On the other hand, if there is really some other reason to believe (ideally defined solely in terms of functors and 1-categories) why the conventional whiskering properties in the definition of strict 2-category are important / reasonable properties to demand of a definition of "2-morphism", regardless of whether that definition of "2-morphism" eventually leads to the definition of "natural transformation" or not, then maybe the justification isn't circular. It's not clear that any exists however.
Saying that the whiskering properties are necessary to get a category "enriched over $Cat$" isn't an acceptable answer, because enrichment is defined in terms of monoidal categories, and monoidal categories are defined in terms of natural transformations. (Although seemingly we can avoid this by considering only strict monoidal categories?)
Guess 2: We want the standard definition of $Arr(D)$ because the resulting definition of functor category makes the category of (small) categories into a Cartesian closed category. (Cf. the answers to these two related questions, here and here.)
Are commutative squares only sufficient for that purpose? Or are they necessary?
Also, what if we are happy to work with categories (like topological or measurable spaces) that aren't Cartesian closed? Then why should we care whether the category of small categories of Cartesian closed?
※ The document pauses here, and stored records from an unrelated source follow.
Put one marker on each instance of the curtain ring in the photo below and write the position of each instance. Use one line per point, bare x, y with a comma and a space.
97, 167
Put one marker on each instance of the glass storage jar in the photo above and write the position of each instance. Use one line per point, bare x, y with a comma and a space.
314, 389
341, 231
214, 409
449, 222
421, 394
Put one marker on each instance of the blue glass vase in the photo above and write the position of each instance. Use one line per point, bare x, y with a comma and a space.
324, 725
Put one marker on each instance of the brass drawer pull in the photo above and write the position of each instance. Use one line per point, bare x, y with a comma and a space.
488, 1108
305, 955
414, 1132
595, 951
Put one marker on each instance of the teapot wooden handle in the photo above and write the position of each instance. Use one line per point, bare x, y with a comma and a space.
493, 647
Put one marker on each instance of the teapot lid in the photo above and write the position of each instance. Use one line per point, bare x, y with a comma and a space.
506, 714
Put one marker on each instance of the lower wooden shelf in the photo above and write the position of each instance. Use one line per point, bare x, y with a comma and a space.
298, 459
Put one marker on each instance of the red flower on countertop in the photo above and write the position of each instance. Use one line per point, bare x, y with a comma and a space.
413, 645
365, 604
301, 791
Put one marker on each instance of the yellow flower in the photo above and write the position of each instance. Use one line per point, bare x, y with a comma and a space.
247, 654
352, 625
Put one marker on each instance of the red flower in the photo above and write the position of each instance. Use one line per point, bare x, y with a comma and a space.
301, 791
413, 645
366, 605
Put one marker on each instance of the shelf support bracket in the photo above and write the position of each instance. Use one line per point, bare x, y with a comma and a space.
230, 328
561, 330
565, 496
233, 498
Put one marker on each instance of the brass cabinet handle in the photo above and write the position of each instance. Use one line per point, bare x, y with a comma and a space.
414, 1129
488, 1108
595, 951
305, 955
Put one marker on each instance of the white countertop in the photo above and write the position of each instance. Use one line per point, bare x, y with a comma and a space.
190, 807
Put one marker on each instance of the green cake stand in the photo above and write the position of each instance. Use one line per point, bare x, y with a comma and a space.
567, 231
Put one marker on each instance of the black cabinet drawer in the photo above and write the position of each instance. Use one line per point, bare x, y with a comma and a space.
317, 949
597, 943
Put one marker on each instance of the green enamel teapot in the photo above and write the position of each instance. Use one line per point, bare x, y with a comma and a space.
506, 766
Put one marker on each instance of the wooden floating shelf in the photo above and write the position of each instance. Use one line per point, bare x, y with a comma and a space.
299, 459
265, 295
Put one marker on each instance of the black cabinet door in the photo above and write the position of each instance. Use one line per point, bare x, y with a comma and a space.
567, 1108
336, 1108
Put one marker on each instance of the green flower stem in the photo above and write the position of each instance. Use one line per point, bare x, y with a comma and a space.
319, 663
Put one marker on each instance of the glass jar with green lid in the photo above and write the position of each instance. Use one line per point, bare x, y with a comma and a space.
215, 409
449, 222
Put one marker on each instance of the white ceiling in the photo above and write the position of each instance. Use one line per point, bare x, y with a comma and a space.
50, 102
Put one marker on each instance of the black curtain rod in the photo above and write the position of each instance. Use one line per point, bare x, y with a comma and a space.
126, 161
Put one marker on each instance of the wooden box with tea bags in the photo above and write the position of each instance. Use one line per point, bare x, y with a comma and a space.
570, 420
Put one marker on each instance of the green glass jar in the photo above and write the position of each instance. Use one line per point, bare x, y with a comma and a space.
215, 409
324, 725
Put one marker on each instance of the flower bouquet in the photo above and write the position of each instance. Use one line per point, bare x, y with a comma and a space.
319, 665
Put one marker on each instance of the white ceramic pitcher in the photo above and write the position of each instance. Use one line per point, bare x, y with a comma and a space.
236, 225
Would it still make sense for natural transformations to be considered a more fundamental notion than other choices of morphism for functor categories?
Using the subset notation for potentially proper classes, I argued above why we might choose definitions such that $Mor([[\mathcal{C}, \mathcal{D}]]) \subseteq Ob([[\mathcal{C}, Arr(\mathcal{D}]]) \cong_{0-Cat} Ob([[\mathcal{C}, [[\mathbb{2}, \mathcal{D} ]] ]])$.
Making the same identification of morphisms with functors from $\mathbb{2}$ that we made when identifying $Arr(\mathcal{D})$ with (or defining as) $[[\mathbb{2}, \mathcal{D} ]]$, we also have $Mor([[\mathcal{C}, \mathcal{D}]] \cong_{0-Cat} Ob([[\mathbb{2}, [[\mathcal{C}, \mathcal{D}]] ]])$.
So we are always identifying (as 0-categories / classes, i.e. via bijections) $Ob([[\mathbb{2}, [[\mathcal{C}, \mathcal{D}]] ]])$ with some subclass of $Ob([[\mathcal{C}, [[\mathbb{2}, \mathcal{D} ]]]]$, regardless of how we choose to define morphisms of functor categories.
Then perhaps for reasons of aesthetics / parsimony / "beauty" we might want to focus on definitions of morphism categories which would additionally allow an equivalence in terms of 1-category structure (i.e. via invertible functors), and that this would be largely the same as being Cartesian closed, and achieved by the standard definitions in terms of commutative squares / natural transformations. But this still doesn't resolve the issue of uniqueness.